И достаёт эти самые клещицы, заточку и всякое разное ещё. Настаха как увидала, так в голос подалась – ты что делаешь, злодей! Да я тебе сама руки-то клещами этими повырываю! Ну, забрала коровёнку свою, идёт, во всю Ивановскую чихвостит дурковатого. Собрались мужики тогда, пошли Витальку стыдить всем миром. А он опять в отказ. Нет никакой силы, и всё тут! Ну, побили его маленько…
День так прошёл, другой. Коровёнка у Нюхоцьких не телится, исстрадалась уж.
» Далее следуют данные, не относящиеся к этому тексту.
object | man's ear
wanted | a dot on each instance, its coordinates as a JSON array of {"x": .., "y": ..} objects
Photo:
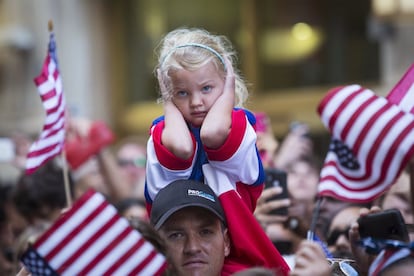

Да и другая скотина без медицины загибает, пристали все к Мишаниному кулаку-то, обвыкли… Мужики опять к Витале пошли, мол, давай скотину бей, не придуривайся! Силком его до коровы приставили, руку-то вывернули, а Виталька рьенится, вырывается, матом благим орёт – не буду бить, и всё тут. Но заставили всё ж. Он и огрел корову ту пониже хвоста. И ничего! Не телится. Мычит тяжко и уж на задние ноги припадать начала. Это к худу-то, когда скотина на задок припадает. Охти мнеценьки, бабка Ненила завопила, у него взаправду силы нет! Ох, и помрём все скоро! Ну, тогда-то мужики с отчаяния Витальку всерьёз поколотили – еле ноги унёс. А напослед ему сказано было – где хошь силу Мишанину ищи, а чтоб на утри всё путём было! Ну и разошлись по домам.
Виталька-то сидит дома, сам без себя от страха. Чует, что мужики на этот раз и совсем умертвить могут. Надо что-то делать. Дай спытаю, думает, может, какая-никакая сила завалялась у меня? А у него о ту пору птенец был с крылом подшибленным. Вот Виталя его достал из треуха и так легонько его тюкает по крылу – залаживайся скорей! А птенец верещит жалимо да громко так – чирьи да чирьи! Всё чирьи да чирьи, а боле ничего! Тут Виталька как ошалел – лупит его уже со всей мочи – залаживайся, тварь ты едака! Ну и убил… А как глянул, что птенчик уж и не трепещется, охолонулся маленько… И такая тоска-кручина его поглотила, что хоть сам в петлю лезь! Сидит Виталька, слезами горючими заливается – да паскуда ж я едовита, не за што не про што душу живую сгубил! Да ты прости меня, дитятко…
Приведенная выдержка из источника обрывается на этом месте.